Aetna has agreed to improve the accuracy of information about whether patients actually have health coverage by persuading more employers to transmit eligibility information to Aetna in an electronic format and transmit eligibility information to Aetna more often.

Aetna also has agreed to persuade large benefits administrators to give it more accurate eligibility information. Aetna is supposed to track administrators’ speed at removing terminated plan members from plan eligibility files and help develop systems that will extract eligibility information directly from employer payroll systems.

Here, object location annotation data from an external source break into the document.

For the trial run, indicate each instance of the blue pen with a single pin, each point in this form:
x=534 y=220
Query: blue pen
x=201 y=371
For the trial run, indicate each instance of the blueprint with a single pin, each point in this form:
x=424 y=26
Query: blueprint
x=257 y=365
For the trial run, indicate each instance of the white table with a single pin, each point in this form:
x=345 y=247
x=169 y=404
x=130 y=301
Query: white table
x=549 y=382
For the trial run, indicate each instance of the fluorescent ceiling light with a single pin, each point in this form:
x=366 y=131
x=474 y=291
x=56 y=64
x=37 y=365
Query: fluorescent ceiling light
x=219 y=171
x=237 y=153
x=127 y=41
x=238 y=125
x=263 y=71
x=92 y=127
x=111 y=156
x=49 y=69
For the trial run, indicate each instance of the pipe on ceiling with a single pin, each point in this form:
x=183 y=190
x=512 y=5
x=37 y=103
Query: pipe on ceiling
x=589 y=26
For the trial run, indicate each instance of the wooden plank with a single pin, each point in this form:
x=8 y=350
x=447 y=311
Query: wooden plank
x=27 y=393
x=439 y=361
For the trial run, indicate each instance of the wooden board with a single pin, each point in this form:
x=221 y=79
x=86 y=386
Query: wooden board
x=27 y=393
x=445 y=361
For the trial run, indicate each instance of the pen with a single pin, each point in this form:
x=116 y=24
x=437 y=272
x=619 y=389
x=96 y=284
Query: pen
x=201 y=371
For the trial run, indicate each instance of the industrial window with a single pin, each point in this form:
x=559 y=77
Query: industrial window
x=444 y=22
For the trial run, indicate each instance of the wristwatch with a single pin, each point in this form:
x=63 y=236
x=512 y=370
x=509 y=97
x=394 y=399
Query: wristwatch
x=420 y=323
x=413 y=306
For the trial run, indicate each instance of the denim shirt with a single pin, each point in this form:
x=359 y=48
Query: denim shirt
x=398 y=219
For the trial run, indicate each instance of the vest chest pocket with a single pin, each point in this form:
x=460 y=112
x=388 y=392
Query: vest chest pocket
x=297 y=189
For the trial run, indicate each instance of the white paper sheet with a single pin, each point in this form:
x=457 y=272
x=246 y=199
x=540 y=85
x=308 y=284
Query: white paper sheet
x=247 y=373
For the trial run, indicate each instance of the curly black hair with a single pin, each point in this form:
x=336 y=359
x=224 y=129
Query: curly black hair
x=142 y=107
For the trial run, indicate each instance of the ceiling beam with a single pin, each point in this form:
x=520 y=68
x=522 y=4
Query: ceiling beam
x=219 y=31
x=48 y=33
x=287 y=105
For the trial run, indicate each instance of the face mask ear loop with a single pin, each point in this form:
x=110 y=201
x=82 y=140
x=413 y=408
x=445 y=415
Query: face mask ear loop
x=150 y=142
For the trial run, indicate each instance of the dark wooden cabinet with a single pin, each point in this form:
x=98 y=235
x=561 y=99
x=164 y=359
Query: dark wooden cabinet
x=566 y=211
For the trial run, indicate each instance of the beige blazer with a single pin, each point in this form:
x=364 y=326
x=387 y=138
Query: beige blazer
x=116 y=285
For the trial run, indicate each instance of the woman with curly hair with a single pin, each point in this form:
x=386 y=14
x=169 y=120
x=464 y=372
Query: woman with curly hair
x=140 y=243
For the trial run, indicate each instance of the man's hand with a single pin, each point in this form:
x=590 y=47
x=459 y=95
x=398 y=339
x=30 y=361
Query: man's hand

A direct payroll extraction system should “reduce the turnaround time for transmitting such information and the likelihood for errors,” according to the agreement text.

Other agreement provisions call for Aetna to pay $100 million to the doctors, or about $140 per doctor; to contribute $20 million to a health quality foundation; to pay $50 million in legal fees; to set up an independent billing appeals process; and to give doctors more information about how it handles medical claims.

Aetna has accepted the agreement to resolve its share of the managed care lawsuits now being heard in Miami. Lawyers began organizing suits in 1999. The federal courts put many of the suits under Moreno’s jurisdiction in October 2000.

Moreno plans to hold a hearing on final judicial approval of the settlement agreement Oct. 13.

Doctors who want to opt out of the agreement must do so by Aug. 29, and parties that want to object must file their objections by Sept. 12.